In California, employees have many rights in the workplace to protect them from the wrongful conduct of employers who may not have their best interests in mind. However, employment law is very complex, and workers often have many questions about the rights they may be able to assert. They might also wonder whether they have a viable claim. Here are some of the most frequently asked employment law questions raised by employees.
There are no upfront costs to hire us. The way we get paid is by receiving a percentage of the award or settlement we win for you—called a contingent fee. We bear the upfront costs of litigation and take the financial risks of handling a lawsuit. That is why we only take cases we feel confident in winning. If a settlement offer is made, we will break down the amount so you know how much will be taken out for attorneys' fees and litigation costs, so you know how much money will be going in your pocket. At that point, the decision to settle or not and how much to settle for is entirely up to you, based on our feedback and on your personal, emotional, and financial situation.
We structure our representation this way to help provide you the best service. By working for a contingent fee, we align our interests with yours and create a strong incentive to work our hardest for you. Additionally, many of our clients would not be able to afford all of the expensive attorney fees and litigation costs up-front. To relieve this burden, we take care of the costs and bear the majority of the risk.
The first step is as simple as picking up your phone to call us. We will analyze your case to determine if we are a good match for you. If so, we will invite you to become a client—with no upfront costs to you. We will then proceed to communicate with your employer (or former employer) to secure your rights. In many cases, this might require initiating a lawsuit. If it becomes necessary to initiate a lawsuit, we will follow all necessary procedures to complete that lawsuit—whether through trial or through a settlement. Most cases settle before trial.
Workplace discrimination can take many forms — and it is not always obvious. But if you are in a legally protected class and have been treated differently from other employees, you may have been subjected to discrimination. Common examples of discrimination include refusal to hire or promote, wrongful termination, exclusion from training, demotion, harassment, or other adverse employment actions.
The California Fair Employment and Housing Act protects employees from hostile and abusive working environments. Under California law, a hostile working environment is defined as one in which harassment is so pervasive and severe that it distracts the victim from performing the duties of their job. Harassment in a hostile working environment can be based on gender, ethnicity, race, religion, disability, or any other protected class.
It’s important to understand whether you are an “exempt” or “non-exempt” employee. It’s not uncommon for employers to misclassify employees as exempt to avoid paying overtime or employment-related taxes. However, there are specific criteria to determine whether an employee should be classified as exempt. Workers who fall within this category include independent contractors (those who work for themselves), many employed in white-collar or administrative jobs, and other professions specified under California law.

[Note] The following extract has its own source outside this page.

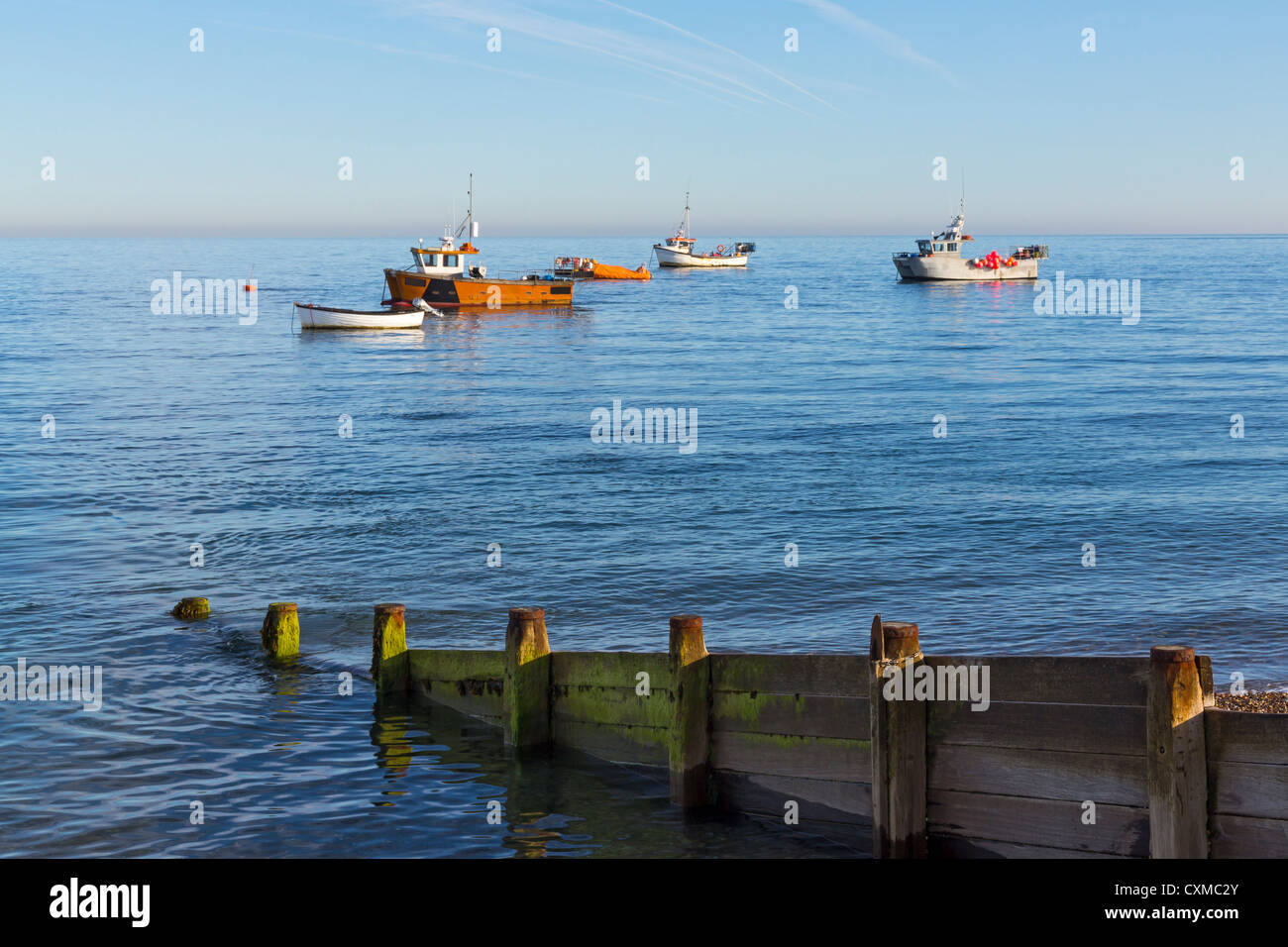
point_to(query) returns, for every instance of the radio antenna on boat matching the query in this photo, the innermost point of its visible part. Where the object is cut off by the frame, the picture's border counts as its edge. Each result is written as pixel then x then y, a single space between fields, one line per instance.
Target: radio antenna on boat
pixel 469 217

Under California law, employers must provide a 30-minute uninterrupted meal break to non-exempt employees for every five hours worked. The meal break may be waived on mutual consent if no more than six hours are worked in a day. It’s essential to be aware that during a meal break or a rest break, an employer must relieve the employee of all duties and may not request that they perform any job-related tasks or be on call.
If you work for an employer with five or more employees and you have a physical or mental disability, you may be entitled to a reasonable accommodation under the California Fair Employment and Housing Act. Employers are not required to offer a reasonable accommodation if it would cause them to suffer an undue hardship.
Retaliation in the workplace occurs when an employer effectively punishes an employee for reporting an employment violation such as discrimination or harassment, or engaging in other protected activity. Retaliation can take many forms, including demotion, firing, reassignment, shift or pay reduction, or any other adverse employment action.
The amount of time you have to file an employment lawsuit in California can vary based on the type of claim you will be filing — it’s vital to consult with an attorney as soon as possible to learn which statutes of limitation may be applicable in your case.
Both California state law and federal law offer protection to employees. Most of the time, California employment laws offer more protection and are more favorable to employees than federal employment laws. However, there are situations in which we may need to bring your claims under federal law.
Under California law, employers are required to pay overtime at one and a half times an employee’s regular rate of pay for any hours worked beyond 8 in a day or 40 in a week, and for the first 8 hours worked on the seventh consecutive day of work in a workweek. An employer must pay an employee double time for all hours worked beyond 12 in a day and for all hours worked beyond 8 hours on the seventh consecutive day of work in a workweek.